Though they're not written music, lyric sheets with chords deserve a mention.

Singers who play a musical instrument often use lyric sheets with chord symbols written higher than the words. For a singer/musician these are very useful, and are often used. I've used them myself.

Musicians reading these charts, however, are able to do well if they are familiar with the song, however this leaves a very large margin for error. Often the chords are gone the wrong words, or the chords are wrong or incomplete: very dicey business. Musicians like specifics.

My students begin using these all the time, and there are a number of Internet sites with 1000s of lyric sheets you can download. For sure situations they are very handy!

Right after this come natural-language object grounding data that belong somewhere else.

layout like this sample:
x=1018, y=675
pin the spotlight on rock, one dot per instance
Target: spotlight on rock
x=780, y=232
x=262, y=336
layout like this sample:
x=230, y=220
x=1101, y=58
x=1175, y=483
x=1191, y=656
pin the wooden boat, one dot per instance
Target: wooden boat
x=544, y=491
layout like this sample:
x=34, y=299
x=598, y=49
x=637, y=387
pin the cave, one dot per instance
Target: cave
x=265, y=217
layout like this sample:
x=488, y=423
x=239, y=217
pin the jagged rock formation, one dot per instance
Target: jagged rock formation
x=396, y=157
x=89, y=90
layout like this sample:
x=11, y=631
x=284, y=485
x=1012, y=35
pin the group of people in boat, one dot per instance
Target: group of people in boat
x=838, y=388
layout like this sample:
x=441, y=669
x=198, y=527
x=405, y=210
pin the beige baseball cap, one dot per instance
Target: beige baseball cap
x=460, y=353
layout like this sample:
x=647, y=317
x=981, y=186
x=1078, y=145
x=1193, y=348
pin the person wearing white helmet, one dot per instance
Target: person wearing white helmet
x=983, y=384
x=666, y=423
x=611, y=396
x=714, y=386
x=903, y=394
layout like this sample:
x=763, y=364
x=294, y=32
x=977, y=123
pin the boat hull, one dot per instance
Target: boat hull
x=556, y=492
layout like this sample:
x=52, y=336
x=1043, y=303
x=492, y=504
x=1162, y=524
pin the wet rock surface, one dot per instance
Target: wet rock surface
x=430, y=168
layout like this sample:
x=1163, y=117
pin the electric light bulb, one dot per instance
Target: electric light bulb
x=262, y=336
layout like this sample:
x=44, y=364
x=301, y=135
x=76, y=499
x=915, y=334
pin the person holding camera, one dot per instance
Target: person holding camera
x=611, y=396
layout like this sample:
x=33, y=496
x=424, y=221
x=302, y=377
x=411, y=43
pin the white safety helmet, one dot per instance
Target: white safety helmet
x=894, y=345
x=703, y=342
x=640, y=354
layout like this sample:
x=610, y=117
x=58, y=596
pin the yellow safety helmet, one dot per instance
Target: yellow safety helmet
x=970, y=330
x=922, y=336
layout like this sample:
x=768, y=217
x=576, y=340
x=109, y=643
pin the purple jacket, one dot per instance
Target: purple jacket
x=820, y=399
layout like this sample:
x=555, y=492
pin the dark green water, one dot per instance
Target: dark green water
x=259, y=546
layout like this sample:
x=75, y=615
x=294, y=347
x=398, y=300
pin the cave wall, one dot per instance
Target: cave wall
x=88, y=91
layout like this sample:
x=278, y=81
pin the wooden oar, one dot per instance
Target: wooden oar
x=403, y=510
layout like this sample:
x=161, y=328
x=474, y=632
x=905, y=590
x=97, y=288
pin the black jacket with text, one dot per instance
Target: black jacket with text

Together with the presence of smartphones, tablets, and similar devices, it's common to determine a musician with all of their music scanned in a device! Though this can never replace paper, it definitely is convenient! A solo pianist can leave the suitcase of music in your house, a jazz player can load the 6th Edition Real Book with their smartphone, and a singer can get last-minute lyrics via the Internet while on the bandstand.

Technology is marvelous!


Being a musician has a responsibility to learn the chart before him correctly, the supplier of the chart has the responsibility of supplying the right kind of chart. Being aware what type of chart for what kind of tune or gig is vital.

Provide your musicians with the right kind of chart, and odds are your music will sound the method that you want. The closer you abide by this maxim better your performances will probably be.